Эта безнаказанность, безусловно, встревожила подлинных убийц, ожидавших следственных действий против себя, и, понимая всю непрочность обвинений против самозванных убийц, они в дальнейшем постарались тщательно укрыть следы ритуального преступления, сразу же после свержения императора торопливо сожгли тело мученика Григория.
И Дмитрий Павлович, и Юсупов, по свидетельству великого князя Александра Михайловича, признались ему, что приняли участие в убийстве, но отказались, открыть имя главного убийцы. «Лицом» этого преступления тем не менее стал князь Юсупов. Позже, когда Феликс Юсупов пересказывал знакомым обстоятельства убийства Распутина с никогда не бывшим выстрелом в сердце, его спросили, нет ли у него угрызений совести, он ответил, что всего лишь убил собаку. И князь не лжет, он действительно, как выяснится, убил собаку из собственной псарни, чтобы скрыть следы человеческой крови или, наоборот, имитировать убийство Распутина во дворе собственного дома.
Через три года после обнародования «дневника» Пуришкевича Феликс Юсупов опубликовал свои мемуары под названием «Конец Распутина», где воспроизвел обстоятельства убийства, описанные уже Пуришкевичем, но полностью игнорировал материалы следствия, известные к тому времени по публикации прокурора Завадского.
Следствие по делу об убийстве Григория Ефимовича Распутина длилось всего два с небольшим месяца и было спешно прекращено 4 марта 1917 года. Тело мученика Григория было торопливо сожжено в ночь с 10-го на 11-е марта, на месте сожжения начертана на березе символичная надпись на немецком языке: «Hier ist der Hund begraben» («Здесь погребена собака») и далее «Тут сожжен труп Распутина Григория в ночь с 10 на 11-е марта 1917 года».

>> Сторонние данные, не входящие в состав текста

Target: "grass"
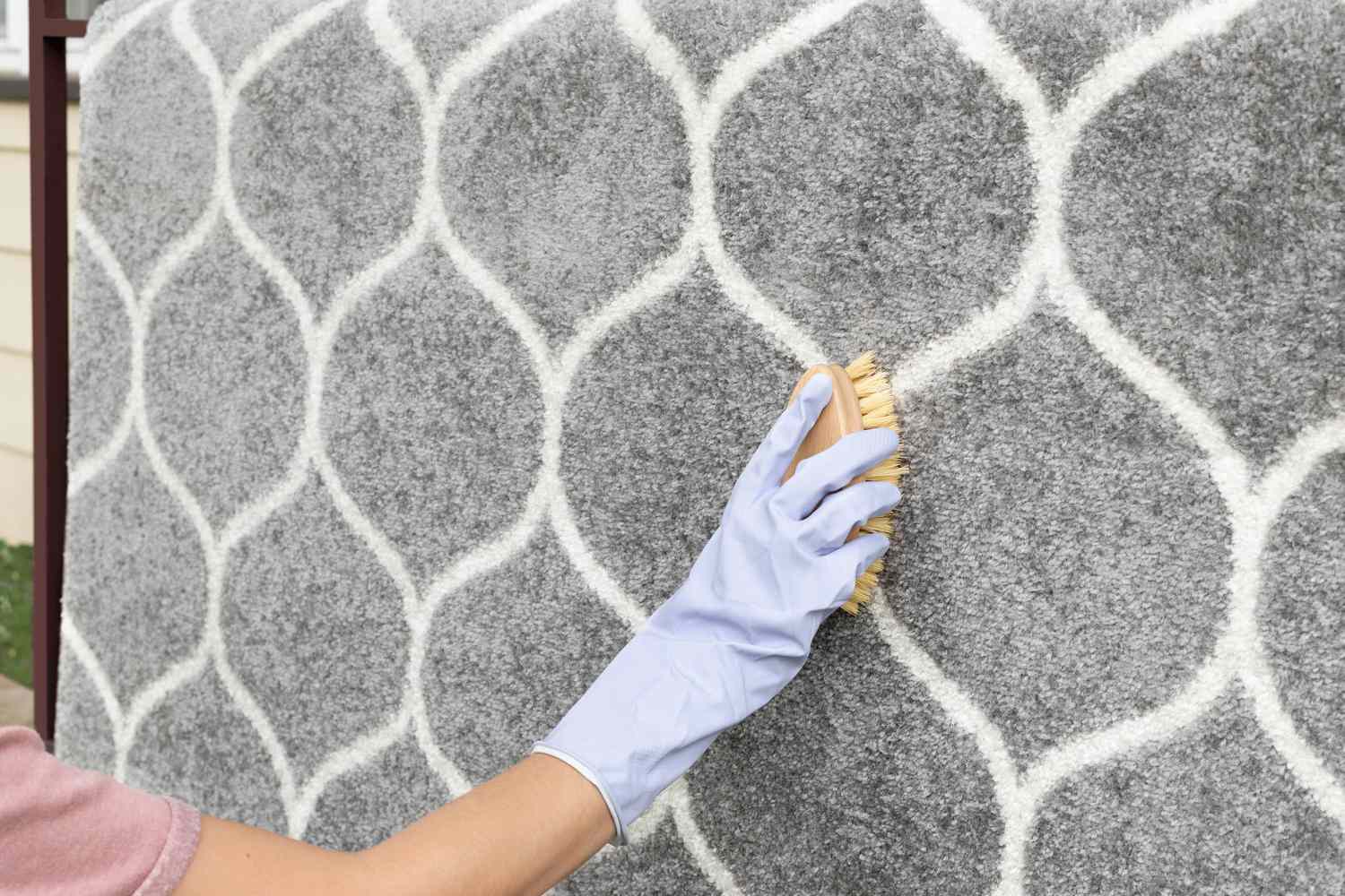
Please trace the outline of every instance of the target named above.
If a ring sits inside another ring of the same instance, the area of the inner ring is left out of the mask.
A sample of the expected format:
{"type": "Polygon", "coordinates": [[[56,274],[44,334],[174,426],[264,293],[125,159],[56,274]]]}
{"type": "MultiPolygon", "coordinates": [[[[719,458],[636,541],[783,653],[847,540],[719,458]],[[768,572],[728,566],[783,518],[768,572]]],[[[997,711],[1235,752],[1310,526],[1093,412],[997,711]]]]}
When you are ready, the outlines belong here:
{"type": "Polygon", "coordinates": [[[32,545],[0,541],[0,676],[32,686],[32,545]]]}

Журналистка Наталья Голицына встретилась с английским историком Эндрю Куком, и вот фрагмент их беседы:
«Наталья Голицына: Новое расследование убийства сибирского старца, оказывавшего опасное, с точки зрения его современников, влияние на российскую политику предвоенного и военного периода, проведено бывшим офицером Скотленд-Ярда Ричардом Калином и известным историком разведки Эндрю Куком. Согласно их версии, находившиеся в Петрограде агенты британской разведки капитаны Джон Скейл и Стивен Али, а также лейтенант Освальд Рейнер были серьезно обеспокоены дошедшими до них сведениями о возможном сепаратном мире России с Германией, которого добивался Григорий Распутин. Заключение мира с Россией позволило бы Германии перебросить с восточного фронта на западный 350 тысяч солдат, что создало бы критическую ситуацию для англофранцузских войск и могло привести к их поражению в войне. В попытке предотвратить такой исход событий британские разведчики составили заговор против Распутина, в который вовлекли князя Юсупова и великого князя Дмитрия Павловича. Один из британских офицеров разведки, как доказывают Калин и Кук, непосредственно участвовал в убийстве Распутина. Как же случилось, что подробности столь важного эпизода российской истории, как убийство Распутина, до сих пор не были известны?